Is new carpet safe?

Is new carpet safe?

Ignorance is no longer bliss when it comes to our health—the information’s out there. We’re constantly bombarded with new studies that tell us things we’ve been doing for years may be deadly. It wasn’t too many years ago that we didn’t know smoking was bad, and it was recent that it was allowed in public facilities. I remember my doctor’s office used to reek of smoke! We’ve come a long way, but recently there’s been more in more evidence that there may be silent killers located in the place we are most comfortable: our homes.

There are many factors that go into home construction and your health, and carpeting is no exception. Fortunately, the carpet industry has started to address this issue, but any changes they make won’t be perfect, so it’s important for you to know what to do to protect yourself.

Don’t get a false sense of security! This article will give you information on indoor air pollution and how to limit it when buying carpet. However, carpet is not the only culprit. Everything from the materials your home is constructed with to air fresheners contributes to indoor pollution. With that said, carpet can be a big offender, so taking care of your carpet is a big step in the right direction.

What’s all the fuss about?

Indoor air quality has been getting a lot of attention lately and rightfully so. We’re finding out that it’s not just big smoke stacks that spew out pollutants; it’s almost any man-made material. This means anything from the paint on your walls to the frying pan in your cabinet and almost everything in-between. The name for these pollutants is volatile organic compounds or VOCs.

Whether you love or hate the new carpet smell, it’s in your best interest to avoid it. This smell is thought to be result of VOCs flowing throughout your home. Most of the VOCs in carpet come from the latex backing, but it can also come from the carpet fiber, glue or other adhesive materials used in installation. There are many chemicals involved but one of the most notorious carpet pollutants is called 4-phenylcyclohexenem, aka 4-PC.

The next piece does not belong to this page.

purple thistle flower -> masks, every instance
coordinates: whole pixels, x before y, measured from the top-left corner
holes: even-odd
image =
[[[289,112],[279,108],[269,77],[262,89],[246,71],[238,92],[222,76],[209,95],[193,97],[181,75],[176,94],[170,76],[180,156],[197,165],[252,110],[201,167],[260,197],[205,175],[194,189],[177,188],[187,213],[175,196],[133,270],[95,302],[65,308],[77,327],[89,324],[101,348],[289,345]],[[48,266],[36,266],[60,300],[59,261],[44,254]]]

Who is affected, what are the symptoms, and how much is too much?

You can think of VOCs as any other pollutant. Long-term exposure is linked to cancer, kidney and liver damage, as well as central nervous system damage. Short-term exposure can lead to illness and affected individuals may have anything to irritated eyes to headaches to nausea and dizziness.

There are not enough studies to determine what levels of VOCs are safe and which can cause adverse effects, and it’s likely that it varies person to person. Similar to pesticides and hormones in your food, avoiding them completely is impossible, but making an effort to keep them as low as possible is in our best interest.

Elderly people and those with asthma may be especially sensitive to and will want to take extra effort to avoid these pollutants. Also, please pay special attention to lowering VOCs if you have a baby—their small size and the fact that they are still developing makes them especially vulnerable.

How to limit VOCs

Now that you understand indoor air pollution, I’m going to teach you how to reduce it when you have your new carpet installed. You can use any of these recommendations alone, but combining these tips will be extremely effective at lowering your homes VOC levels.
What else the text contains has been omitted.